In reality PI is an individual fouling opponents in such a manner as to grab your attention be it what you see or what you hear. BE it a few soft fouls in quick succession or several fouls spaced out over the match of a critical nature. I like to try and give the player who has caught my attention at least once that warning of , hey why are you here again on my radar?, before issuing a caution for PI? Especially if it is going to be a 2nd caution thus a send off .

You can be sure the opposition will point out players they feel are getting away with too much! Usually a reckless or USB element is involved in a tackle and the very idea they contemplate another one close to the same in terms of severity or time proximity is likely to remind you, that you cannot let such actions go unchecked. In the few instances I have issued a caution for PI I make a very determined effort to single out the other fouls, their severity or timing and location. I already warned you to stop this constant pushing and pulling , this is your 5 foul in the last 20 minutes as I point out around the FOP where we talked or the fouls occurred. Or your pattern of fouls has escalated to where I see it bordering recklessness given I asked you twice to watch yourself you will get no 3rd time

If the TEAM is fouling a single opponent, like a marquee player, that is more a USB action and yes the very first foul by a player COULD result in a caution especially if you have already mentioned to the presiding opposing captain,' I see a pattern here! I do not like and if I see it again there could be consequences!' I recall a ladies match where a very good player had the ball glued to her foot and the other teams reaction was to slice her down at every opportunity. She played through several advantages but after the 4th time she wound up picking herself off the deck in about 15 minutes I warned the opposing captain this pattern of targeting her was not unnoticed, I agreed it was difficult to mark her but if I saw her sprawled out the player responsible could have consequences.. I do not recommend saying, if I see this I will do that as it does confine you or create expectations but a warning should precede any use of cards for such behaviour given the very first foul by a player could be cautioned.

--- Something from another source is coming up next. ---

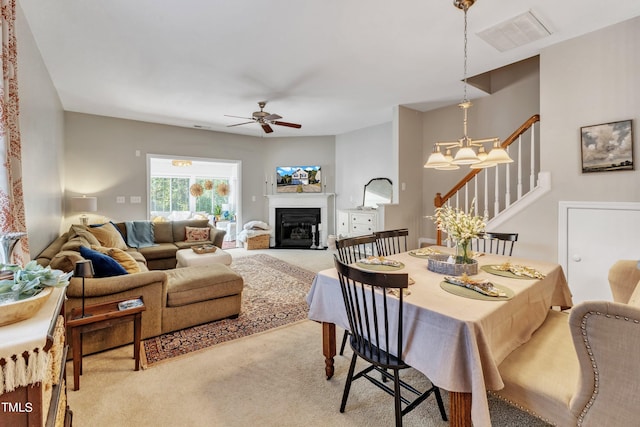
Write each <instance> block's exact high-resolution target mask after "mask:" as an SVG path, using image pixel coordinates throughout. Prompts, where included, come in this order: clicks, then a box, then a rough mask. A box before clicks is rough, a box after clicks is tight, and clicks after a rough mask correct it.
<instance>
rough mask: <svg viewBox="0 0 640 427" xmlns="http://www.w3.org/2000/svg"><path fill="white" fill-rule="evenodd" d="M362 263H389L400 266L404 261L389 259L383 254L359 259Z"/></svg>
mask: <svg viewBox="0 0 640 427" xmlns="http://www.w3.org/2000/svg"><path fill="white" fill-rule="evenodd" d="M358 262H359V263H360V264H367V265H389V266H391V267H400V266H401V265H402V263H401V262H400V261H396V260H394V259H387V258H385V257H382V256H370V257H367V258H363V259H361V260H360V261H358Z"/></svg>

In terms of remembering, use their colour and number in any chat ,hey 15 blue lets ease up on those challenges, say it loud enough so your ARs can hear you the ARs can assist with such mental notes by saying things like man you talked to 15 blue at least 4 times plus if you repeat it more than once or twice it will stick with you. 15 blue? Here we are again 15 blue this is a bad habit we need to stop this!

The type of fouls are certainly important be they of a tactical nature or a series of soft stumbles yet given we show cautions for reckless fouls all by there selves often that PI foul on your radar already had the reckless component where the caution was always coming!